Sometimes after some sort of disaster, personal or otherwise, people are known to say something to the effect of “well, it seemed like a good idea at the time.” Maybe it was; maybe it was not. Right now, the Army, Navy and Air Force are in the process of consolidating their medical operations. The Defense Health Agency will control medical care for service members, their families and retirees. Seems like a good idea, right? If there is only one administrative operation as opposed to multiple ones, then the efficiencies and cost savings are obvious. Everyone wins.
When the Secretary of the Army publicly questions the speed of this consolidation plan, we should take notice. This recent article from Military Times discusses his recent remarks. While he may not be toeing the party line – and apt to catch flack for not doing so – he has a point. The Secretary points out that when Walter Reed Army Hospital and Bethesda Naval Hospital were consolidated a few years ago there were significant problems. If there was ever a merger or consolidation that should have gone well, that was it. The institutions were only a few miles apart. Both were tertiary medical facilities. The medical staffs had a long history of working together.

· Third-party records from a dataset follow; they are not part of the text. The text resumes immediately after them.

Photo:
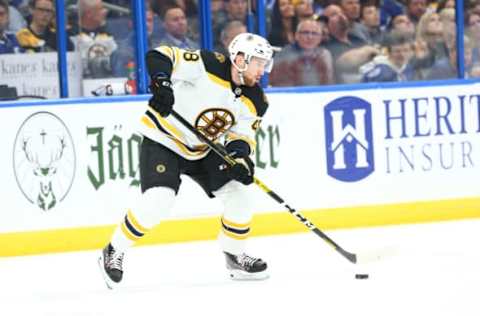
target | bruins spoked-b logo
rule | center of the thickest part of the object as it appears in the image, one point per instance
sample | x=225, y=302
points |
x=214, y=122
x=44, y=160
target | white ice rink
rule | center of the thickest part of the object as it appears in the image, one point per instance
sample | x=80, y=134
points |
x=435, y=270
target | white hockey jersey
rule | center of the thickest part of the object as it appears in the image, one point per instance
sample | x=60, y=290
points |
x=206, y=97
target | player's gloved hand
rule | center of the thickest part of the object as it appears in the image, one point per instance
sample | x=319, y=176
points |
x=243, y=170
x=163, y=98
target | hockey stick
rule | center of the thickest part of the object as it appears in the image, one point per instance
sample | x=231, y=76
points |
x=219, y=150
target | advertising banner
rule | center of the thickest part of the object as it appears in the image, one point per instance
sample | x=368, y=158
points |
x=76, y=165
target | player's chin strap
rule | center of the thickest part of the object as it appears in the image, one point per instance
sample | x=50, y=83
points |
x=220, y=150
x=240, y=71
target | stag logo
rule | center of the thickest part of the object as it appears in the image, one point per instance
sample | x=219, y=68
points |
x=44, y=160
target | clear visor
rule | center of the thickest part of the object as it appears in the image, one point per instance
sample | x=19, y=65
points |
x=266, y=64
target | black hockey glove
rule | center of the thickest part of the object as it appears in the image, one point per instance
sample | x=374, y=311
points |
x=243, y=170
x=163, y=98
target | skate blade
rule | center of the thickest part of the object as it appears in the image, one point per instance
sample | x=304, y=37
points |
x=110, y=284
x=239, y=275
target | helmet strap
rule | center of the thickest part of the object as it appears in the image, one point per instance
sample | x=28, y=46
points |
x=240, y=71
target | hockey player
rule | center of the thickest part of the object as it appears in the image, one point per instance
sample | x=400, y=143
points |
x=221, y=98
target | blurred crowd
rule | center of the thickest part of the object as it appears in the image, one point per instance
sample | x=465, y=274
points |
x=318, y=42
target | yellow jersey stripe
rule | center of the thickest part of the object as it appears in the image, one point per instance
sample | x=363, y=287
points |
x=135, y=223
x=235, y=236
x=146, y=121
x=167, y=51
x=218, y=80
x=127, y=233
x=235, y=225
x=249, y=104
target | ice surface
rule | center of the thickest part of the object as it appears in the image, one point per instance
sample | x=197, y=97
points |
x=430, y=269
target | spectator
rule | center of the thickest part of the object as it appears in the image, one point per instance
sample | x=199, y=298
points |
x=17, y=21
x=323, y=20
x=348, y=51
x=415, y=9
x=446, y=67
x=388, y=10
x=370, y=20
x=395, y=65
x=283, y=23
x=123, y=59
x=94, y=43
x=175, y=24
x=340, y=40
x=351, y=9
x=430, y=31
x=40, y=35
x=304, y=9
x=401, y=23
x=232, y=29
x=305, y=62
x=473, y=30
x=235, y=10
x=444, y=4
x=8, y=40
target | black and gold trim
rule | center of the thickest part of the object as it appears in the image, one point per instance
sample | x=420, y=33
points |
x=153, y=120
x=131, y=228
x=234, y=230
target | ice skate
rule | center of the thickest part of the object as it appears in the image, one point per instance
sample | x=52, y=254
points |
x=245, y=267
x=110, y=263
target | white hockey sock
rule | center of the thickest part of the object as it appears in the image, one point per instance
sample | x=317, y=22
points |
x=236, y=217
x=154, y=205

Still, combining the two institutions ended up being a mess.
Combining much larger multiple operations will make the Walter Reed and Bethesda effort look easy. The potential problems could be enormous. Of course, we all know who suffers in all of this: Our service members and their families.
In our nationwide FTCA medical malpractice work, we review cases involving military medical care all the time. It’s often not impressive at all. Adding months or years of administrative chaos is not likely to help those millions of individuals who need and deserve appropriate medical care.
I hope that someone pays attention to what the Army Secretary is saying. We need to be careful in this process. There is another old saying that applies here: Better right than fast. Let’s hope someone sees the wisdom of that approach.